A record deal with Virgin finally came through, and in the company of the illustrious owner of the record company himself.“It was amazing. We went along to Richard Branson’s barge in Little Venice to sign this contract. There was a buffet laid on and everything. Branson was really into what we were doing. I was really surprised. We had a good laugh with him and his MD, Simon Draper, and afterwards we got a lift home in his Roller. I remember it must have been Valentine’s Day because he had to deliver some roses at a doorstep – but he wouldn’t do it himself: he made Simon do it. It was all very cloak and dagger, in a very posh, trendy part of London. I’d love to know who it was. Anyway, that’s how I know we got signed on February 14th to Virgin Records – signed by the man himself.”
The band recorded their debut album at Roundhouse Studios in Camden. Along with the magnificent Bald Head, they covered the Folke’s Brothers’ classic, Oh Carolina, a song Shaggy took to the top of the charts in the early 1990’s.
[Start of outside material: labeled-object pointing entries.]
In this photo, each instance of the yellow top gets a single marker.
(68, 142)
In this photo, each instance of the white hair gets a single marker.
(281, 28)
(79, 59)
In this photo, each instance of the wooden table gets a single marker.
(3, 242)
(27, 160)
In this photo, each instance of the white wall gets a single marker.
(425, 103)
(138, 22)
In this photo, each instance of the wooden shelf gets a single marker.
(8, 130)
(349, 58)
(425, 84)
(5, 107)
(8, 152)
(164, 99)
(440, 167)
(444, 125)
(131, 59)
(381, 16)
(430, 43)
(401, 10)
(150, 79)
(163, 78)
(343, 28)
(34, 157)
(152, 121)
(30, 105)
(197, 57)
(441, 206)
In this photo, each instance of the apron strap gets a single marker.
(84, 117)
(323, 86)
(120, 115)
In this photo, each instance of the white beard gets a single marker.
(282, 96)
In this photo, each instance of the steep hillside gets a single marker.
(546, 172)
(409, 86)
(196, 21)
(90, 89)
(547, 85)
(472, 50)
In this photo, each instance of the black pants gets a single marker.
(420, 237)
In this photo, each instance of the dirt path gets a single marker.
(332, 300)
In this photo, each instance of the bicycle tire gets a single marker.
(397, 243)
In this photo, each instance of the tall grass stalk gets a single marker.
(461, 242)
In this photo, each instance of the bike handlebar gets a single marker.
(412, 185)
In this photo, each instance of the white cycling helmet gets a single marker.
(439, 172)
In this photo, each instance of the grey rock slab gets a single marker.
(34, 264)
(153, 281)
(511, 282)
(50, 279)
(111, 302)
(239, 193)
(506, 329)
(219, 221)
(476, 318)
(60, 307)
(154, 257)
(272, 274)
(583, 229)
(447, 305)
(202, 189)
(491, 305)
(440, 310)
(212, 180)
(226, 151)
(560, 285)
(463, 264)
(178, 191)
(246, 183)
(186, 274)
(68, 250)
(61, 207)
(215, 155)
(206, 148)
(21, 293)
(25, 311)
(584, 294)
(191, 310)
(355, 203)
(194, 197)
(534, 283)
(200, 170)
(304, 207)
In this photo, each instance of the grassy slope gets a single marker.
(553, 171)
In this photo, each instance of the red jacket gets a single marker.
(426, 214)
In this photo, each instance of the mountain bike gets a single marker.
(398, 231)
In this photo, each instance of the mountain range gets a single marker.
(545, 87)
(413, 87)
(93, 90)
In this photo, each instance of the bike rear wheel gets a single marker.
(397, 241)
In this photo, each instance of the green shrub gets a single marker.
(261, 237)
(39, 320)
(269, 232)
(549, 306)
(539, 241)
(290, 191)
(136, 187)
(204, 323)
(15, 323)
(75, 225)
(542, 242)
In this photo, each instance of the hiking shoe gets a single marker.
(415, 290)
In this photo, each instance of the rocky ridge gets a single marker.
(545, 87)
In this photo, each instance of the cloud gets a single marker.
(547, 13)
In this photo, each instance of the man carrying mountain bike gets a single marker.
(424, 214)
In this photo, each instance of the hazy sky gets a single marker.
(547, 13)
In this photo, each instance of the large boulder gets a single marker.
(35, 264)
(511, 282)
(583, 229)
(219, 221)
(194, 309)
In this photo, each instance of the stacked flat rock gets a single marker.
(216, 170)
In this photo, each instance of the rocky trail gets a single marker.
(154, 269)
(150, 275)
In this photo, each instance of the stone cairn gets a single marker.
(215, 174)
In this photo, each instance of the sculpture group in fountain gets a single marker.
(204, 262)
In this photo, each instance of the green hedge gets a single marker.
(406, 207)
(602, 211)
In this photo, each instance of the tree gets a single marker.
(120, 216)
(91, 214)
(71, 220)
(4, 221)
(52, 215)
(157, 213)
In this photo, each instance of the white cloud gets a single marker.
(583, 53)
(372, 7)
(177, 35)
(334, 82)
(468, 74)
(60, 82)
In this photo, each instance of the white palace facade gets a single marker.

Like a few of the other tracks, it suffered from attempting to cover all bases, to be Ska, pop, and bordering pap. This was a far cry from their spirited performances on the stages of the capital. Soon after the album hit the shops, internal squabbles fractured the friendship of the south London posse:“Headline was never about money, just the excitement. We had an excellent buzz. It was a fantastic band, even if I say it myself. But then it went down the path seen so many times, the usual rock ‘n’ roll story, where the big time just goes to some people’s heads. The band thought there was a conspiracy… it was stupid, and neither Mike, myself or Claudine liked that. In August 1980, me and Mike left. It was very sad because the talent in the band was phenomena. When we split, I felt so bad for Richard Branson because I felt we’d let him down in some way. It was upsetting.”
A slimmer Headline hobbled on, and released their second single without Winston and Michael who formed Bumble and the Beez. Then Siouxsie picked up on the band. “We were recording with a couple of guitarists and a violinist. We were actually in between drummers, and our demo didn’t have a drum track. One day, Michael’s wife, Claudine was in her office and Siouxsie Sioux walked in. She could head the tape playing in the background and asked who it was. From there, she invited us to support the Banshees at the Hammersmith Odeon – but on one condition: that we don’t bring in a drummer: she wanted it the way she first heard us.. So that’s what we did, just with Mike standing at the front singing, with a bass drum at his feet, holding a cowbell, and me on the bass.”
Still resident in Lewisham, I wondered what happened to the others. “I occasionally bump into the others, but we don’t keep in touch. We have a bit of a laugh about the old days. Although I do keep in touch with Michael. He’s Senior lecturer in music production at Westminster University.”But did you know Bad Manners covered Bald Head not too long ago? “Never! I didn’t know that!”